Sebanyak 211 laporan perundungan itu terjadi di rumah sakit vertikal milik Kemenkes dan 145 laporan terjadi di luar rumah sakit vertikal, termasuk di fakultas kedokteran di perguruan tinggi. Perundungan itu terjadi dalam berbagai bentuk, baik secara fisik, verbal, intimidasi, maupun nonverbal, seperti pemaksaan untuk mengeluarkan biaya di luar biaya pendidikan yang ditetapkan.
Salah satu kasus yang terungkap dialami enam mahasiswa PPDS Bedah Saraf Universitas Padjadjaran, Bandung. Mereka mengalami perundungan saat menjalani PPDS di Rumah Sakit Hasan Sadikin (RSHS), Bandung, pada tahun ini. Satu di antara mahasiswa PPDS itu bahkan mengundurkan diri karena diduga trauma.
Baca juga: Satu Mahasiswa Dokter Spesialis Unpad RSHS Berhenti Kuliah akibat Perundungan
Berdasarkan data kajian etik dan hukum perundungan di RSHS yang dikeluarkan Kemenkes, tindakan perundungan itu, antara lain, berupa kewajiban mengeluarkan dana di luar biaya pendidikan sebesar Rp 65 juta setiap mahasiswa. Dana ini untuk kebutuhan mahasiswa senior, seperti makan, menyewa mobil, serta membeli obat dan barang.
Tindakan lainnya adalah pemukulan terhadap salah satu mahasiswa sebagai hukuman saat terlambat. Ada juga penggunaan kata kasar untuk mahasiswa yunior, khususnya perempuan.

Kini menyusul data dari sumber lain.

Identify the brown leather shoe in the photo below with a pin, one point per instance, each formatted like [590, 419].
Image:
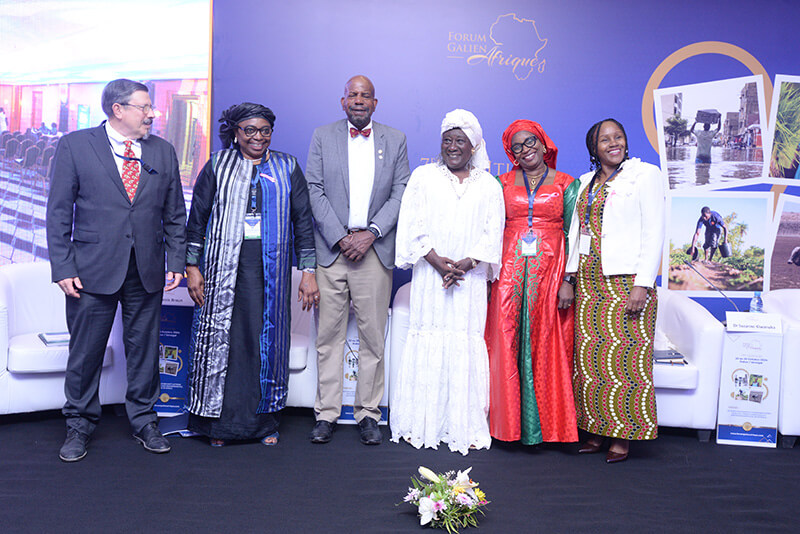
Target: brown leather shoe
[614, 457]
[587, 447]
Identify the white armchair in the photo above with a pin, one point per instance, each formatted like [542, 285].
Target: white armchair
[686, 396]
[786, 303]
[303, 355]
[32, 373]
[302, 352]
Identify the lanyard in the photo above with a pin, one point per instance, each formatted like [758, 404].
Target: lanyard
[254, 190]
[532, 196]
[592, 195]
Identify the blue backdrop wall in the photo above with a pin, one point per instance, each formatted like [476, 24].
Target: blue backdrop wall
[564, 64]
[590, 60]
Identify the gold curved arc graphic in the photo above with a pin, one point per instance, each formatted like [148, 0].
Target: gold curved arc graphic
[696, 49]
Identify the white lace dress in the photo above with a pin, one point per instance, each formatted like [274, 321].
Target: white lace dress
[442, 389]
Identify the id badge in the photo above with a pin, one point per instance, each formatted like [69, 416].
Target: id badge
[529, 244]
[252, 226]
[585, 246]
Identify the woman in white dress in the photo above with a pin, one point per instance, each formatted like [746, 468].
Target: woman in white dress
[450, 230]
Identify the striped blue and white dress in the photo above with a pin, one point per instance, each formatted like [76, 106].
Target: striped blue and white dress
[240, 336]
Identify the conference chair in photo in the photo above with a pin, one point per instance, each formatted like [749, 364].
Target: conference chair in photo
[23, 146]
[28, 165]
[44, 159]
[4, 139]
[12, 147]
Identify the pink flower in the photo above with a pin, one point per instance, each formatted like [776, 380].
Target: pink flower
[464, 499]
[413, 495]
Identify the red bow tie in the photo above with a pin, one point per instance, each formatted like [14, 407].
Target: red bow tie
[365, 132]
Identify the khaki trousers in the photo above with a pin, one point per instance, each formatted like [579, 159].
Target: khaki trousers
[368, 285]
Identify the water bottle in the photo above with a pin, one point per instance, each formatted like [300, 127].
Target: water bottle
[756, 304]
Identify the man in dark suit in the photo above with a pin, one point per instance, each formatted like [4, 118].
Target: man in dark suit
[357, 171]
[115, 212]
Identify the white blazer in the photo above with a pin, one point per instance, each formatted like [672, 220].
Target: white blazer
[633, 223]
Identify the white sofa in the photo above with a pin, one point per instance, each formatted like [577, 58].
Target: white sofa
[302, 352]
[686, 396]
[32, 373]
[786, 303]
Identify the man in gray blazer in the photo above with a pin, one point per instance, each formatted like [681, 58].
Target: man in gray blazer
[357, 171]
[114, 213]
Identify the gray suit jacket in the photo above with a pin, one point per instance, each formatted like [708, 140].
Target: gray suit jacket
[92, 225]
[328, 180]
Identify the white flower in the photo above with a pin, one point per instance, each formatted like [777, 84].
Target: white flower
[427, 473]
[426, 511]
[463, 482]
[464, 500]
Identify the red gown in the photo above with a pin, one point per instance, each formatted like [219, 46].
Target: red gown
[528, 338]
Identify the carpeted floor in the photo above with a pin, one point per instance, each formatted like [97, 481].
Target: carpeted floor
[674, 484]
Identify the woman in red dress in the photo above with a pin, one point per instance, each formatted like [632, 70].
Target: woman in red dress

Mahasiswa yunior pun diperintahkan melaksanakan tugas di luar pendidikannya, seperti menyemir sepatu, menjaga binatang peliharaan, serta mengantar pakaian ke tempat pencucian pakaian (laundry).
Kompas juga menerima pengaduan dari sejumlah pihak terkait perundungan mahasiswa PPDS. Salah satunya datang dari EG (40), dokter spesialis di Jateng, yang mengaku mengalami berbagai jenis perundungan saat menempuh PPDS.
Ketika menjalani PPDS, EG mengaku mengalami dua kali keguguran kehamilan. Hal itu terjadi karena ia mendapat beban kerja yang terlampau berat dari seniornya. Dia juga mengaku mendapat tugas jaga sampai enam kali seminggu saat berstatus mahasiswa PPDS.
Baca juga: Calon Dokter Spesialis Alami Kekerasan Seksual, dari Kelelahan sampai Keguguran
Selain itu, EG mengaku mengalami kekerasan seksual secara verbal. Sejumlah temannya juga disebut pernah mengalami kekerasan seksual secara fisik.
Menanggapi kasus perundungan terhadap mahasiswa PPDS, Menteri Kesehatan Budi Gunadi Sadikin menyatakan perlunya hukuman tegas bagi pihak yang bersalah. ”Kalau dihukum, saya rasa orang akan melihat, ’Oh, ini baik, ini tidak baik. Kalau tidak baik, dihukum. Dengan demikian, mereka akan memilih jalan yang baik,’” ucapnya.